Another solution is to rename the "My Tivo Recordings" folder and restart the Tivo Server. It'll prompt you to select a folder. You can choose the same one or move it elsewhere.


----------



## AbMagFab (Feb 5, 2001)

taronga said:


> Another solution is to rename the "My Tivo Recordings" folder and restart the Tivo Server. It'll prompt you to select a folder. You can choose the same one or move it elsewhere.


Not if you get this error it won't.


----------



## taronga (Nov 16, 2006)

Well, I got that error and it worked for me. I'm running XP though.


----------



## sstankus (Jan 5, 2011)

Nearly 6 and a half years after ericgoldy posted that registry edit, and it is still helping people.

I just installed a new hard drive and moved all my data from the old drive to the new. After rebooting, TiVo Desktop wouldn't run ("The Parameter is Incorrect").

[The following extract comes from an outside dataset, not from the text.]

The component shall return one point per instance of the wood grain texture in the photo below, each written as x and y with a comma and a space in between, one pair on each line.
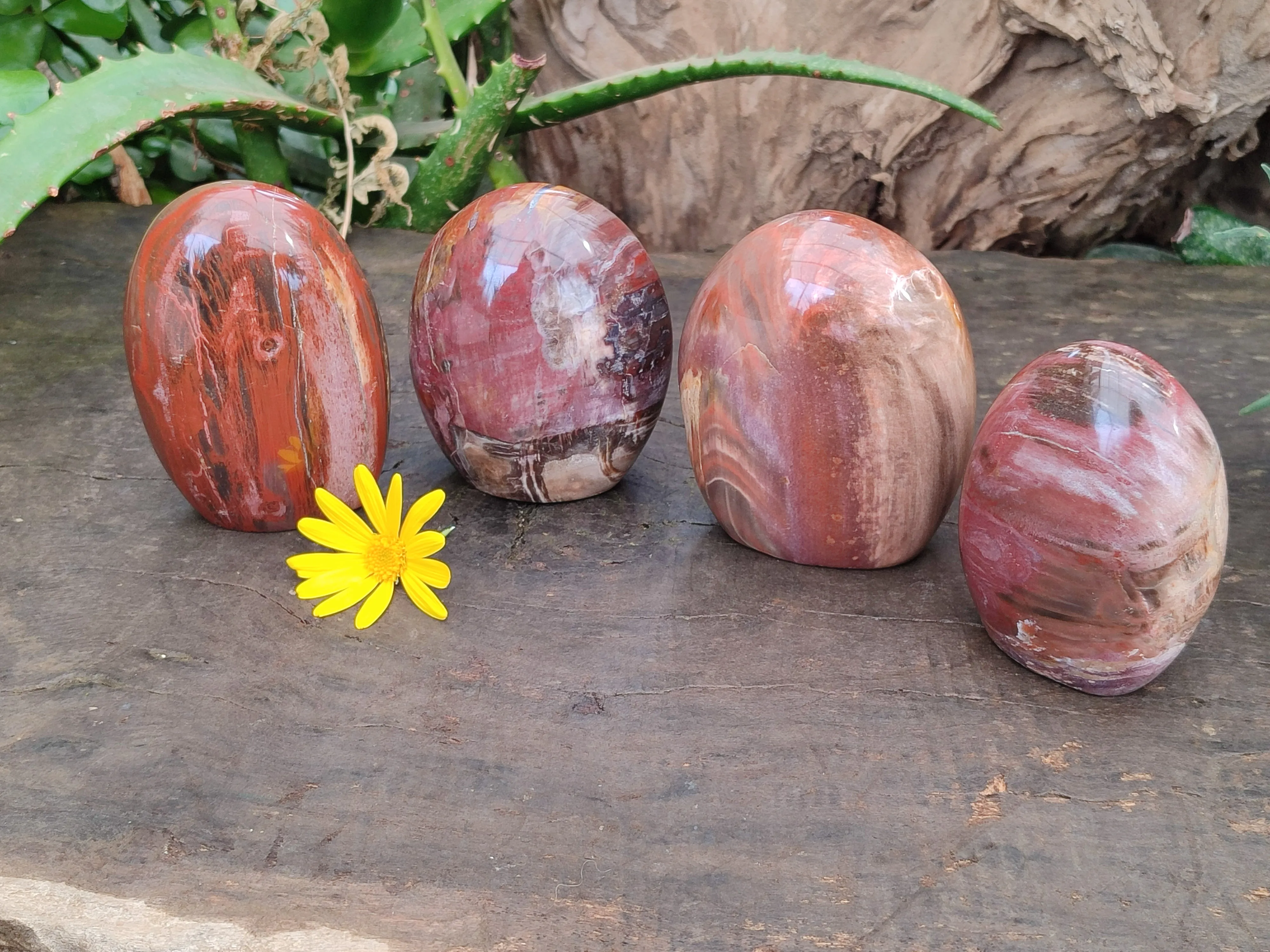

There was no option to uninstall it and running the installation script failed. 

Making that simple registry edit solved the problem. 

Thanks!


----------



## threephi (Jan 16, 2002)

Make it two weeks shy of six and a half years and counting 

I just encountered this problem after dealing with a few disk problems, and the reg fix worked like a charm :up:


----------



## eskovan (Sep 30, 2002)

Make that nearly _*13 years!*_ Just used this reg edit myself in *Windows 10*, bingo!


----------